A recent decision from the Fifth Circuit Court of Appeals may significantly reshape how “prior express consent” is interpreted under the Telephone Consumer Protection Act (TCPA). In Bradford v. Sovereign Pest Control of Texas, Inc.(Feb. 25, 2026), the court held that a consumer who gives a business their cellphone number effectively consents to receive prerecorded calls and text messages related to that relationship. The ruling affirms a lower court’s decision that a pest control company did not violate the TCPA when it used prerecorded messages to remind a customer about renewal inspections.
The plaintiff, Radley Bradford, enrolled in a service plan and provided his cellphone number as part of the agreement. Sovereign Pest Control later sent him prerecorded reminders to schedule inspections, which he followed through on multiple times. Despite renewing his plan year after year, Bradford eventually filed a class action lawsuit, arguing that the company needed his “prior express written consent,” as defined by the Federal Communications Commission (FCC), to make such calls.

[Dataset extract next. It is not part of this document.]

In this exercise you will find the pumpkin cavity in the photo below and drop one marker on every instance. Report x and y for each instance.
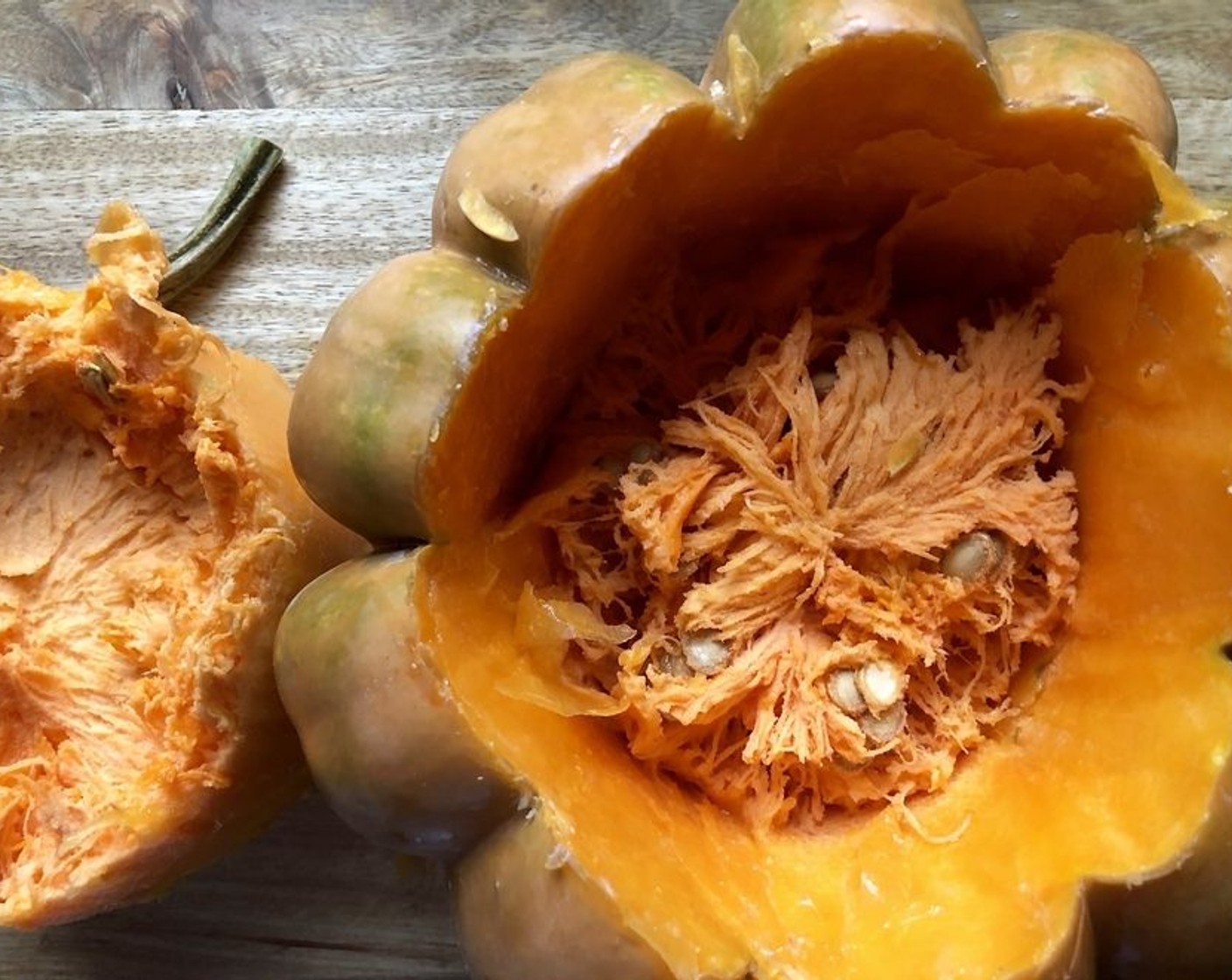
(828, 588)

The Fifth Circuit rejected that argument. It emphasized that the TCPA itself requires only “prior express consent,” not “prior express written consent,” unless additional requirements are imposed by the FCC. Importantly, the court declined to defer to FCC interpretations and instead focused on the statutory text. It concluded that “express consent” may be either oral or written—and that voluntarily providing a phone number for contact satisfies that standard.
The court also pointed to the parties’ ongoing relationship. Bradford not only supplied his number but repeatedly renewed his service plan and never objected to the communications. This pattern, the court found, reinforced the conclusion that he consented to receive messages related to the services he continued to request.
This decision diverges from approaches taken in other circuits, such as the Ninth Circuit, where courts more heavily rely on FCC rules requiring a higher level of consent. By rejecting those interpretations, the Fifth Circuit adopts a more text-focused—and generally more business-friendly—approach to the TCPA.
The court’s reasoning reflects a broader shift in administrative law following recent Supreme Court decisions that have curtailed the doctrine known as “Chevron deference.” Historically, courts often deferred to agency interpretations when statutes were unclear. Now, courts are increasingly interpreting statutory language independently, treating agency guidance as persuasive rather than binding. As a result, longstanding FCC orders—such as those issued in 1992 and 2012—carry less authoritative weight, paving the way for rulings like Bradford.
Conclusion:
For businesses that use prerecorded calls or text messages for appointment reminders, scheduling, or service updates, this decision provides important guidance. In the Fifth Circuit, a customer’s act of providing a cellphone number in the context of a transaction or service relationship will generally qualify as “prior express consent” under the TCPA. Written consent is no longer required in most cases—unless the communication involves telemarketing.